The prior book The Price You Pay was so amusing and sui generis that I was prepared for a certain level of disappointment here. Nevertheless, Seven Demons made me LOL all the way down to my crime testes on a regular basis. I will not be surprised to see another book after this one of Jack Price just trying to get along in the world, and I will gladly read it.

The Price You Pay

Hermetic Library Fellow T Polyphilus reviews The Price You Pay [Amazon, Bookshop, Publisher, Local Library] by Aidan Truhen.

Truhen The Price You Pay

The Price You Pay is entirely in the first person voice of Jack Price (pun intended and explicitly emphasized) and his immediate interlocutors, present tense, all internal monologue and external dialogue with not a quotation mark in sight, not even that em-dash alternative, and never a “he said.” Simple paragraph breaks and sparing direct address do all the heavy lifting of speaker identification, and they do it well.
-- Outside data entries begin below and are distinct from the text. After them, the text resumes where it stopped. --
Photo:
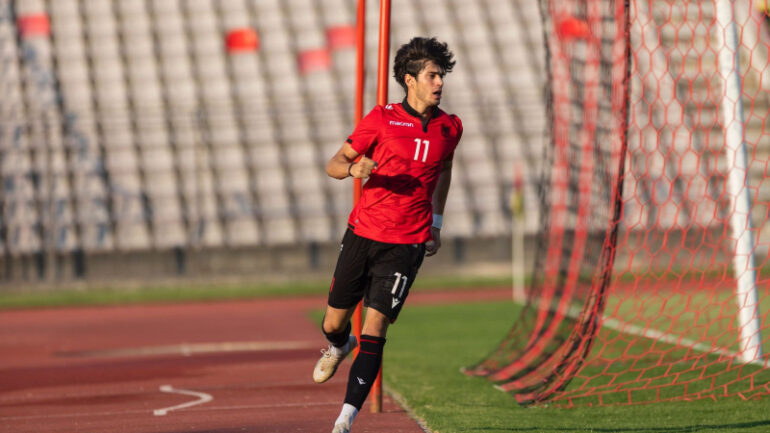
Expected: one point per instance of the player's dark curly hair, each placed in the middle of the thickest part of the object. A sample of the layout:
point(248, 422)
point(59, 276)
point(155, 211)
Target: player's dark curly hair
point(412, 57)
Where plot is concerned, the book is a clear if remote descendant of John Buchan’s seminal “thriller” The Thirty-Nine Steps, although set in the 21st century with an elite coke dealer protagonist and a lot more collateral damage (also, no war propaganda). To the episodic man-on-the-run structure are added extra helpings of violence, plus the energy and ambivalent misanthropy of an early Chuck Pahluniuk novel.

“I am a fucking asymmetric criminal startup. I got limited expertise in criminal strategic warfare. I hotdesk and I outsource and I franchise but what I mostly have is a core concept, forward momentum and the unassailable fact that I’m crazier than a fibreglass hairball.” (73)

I don’t think this book has any socially redeeming value other than being twisted and funny as hell.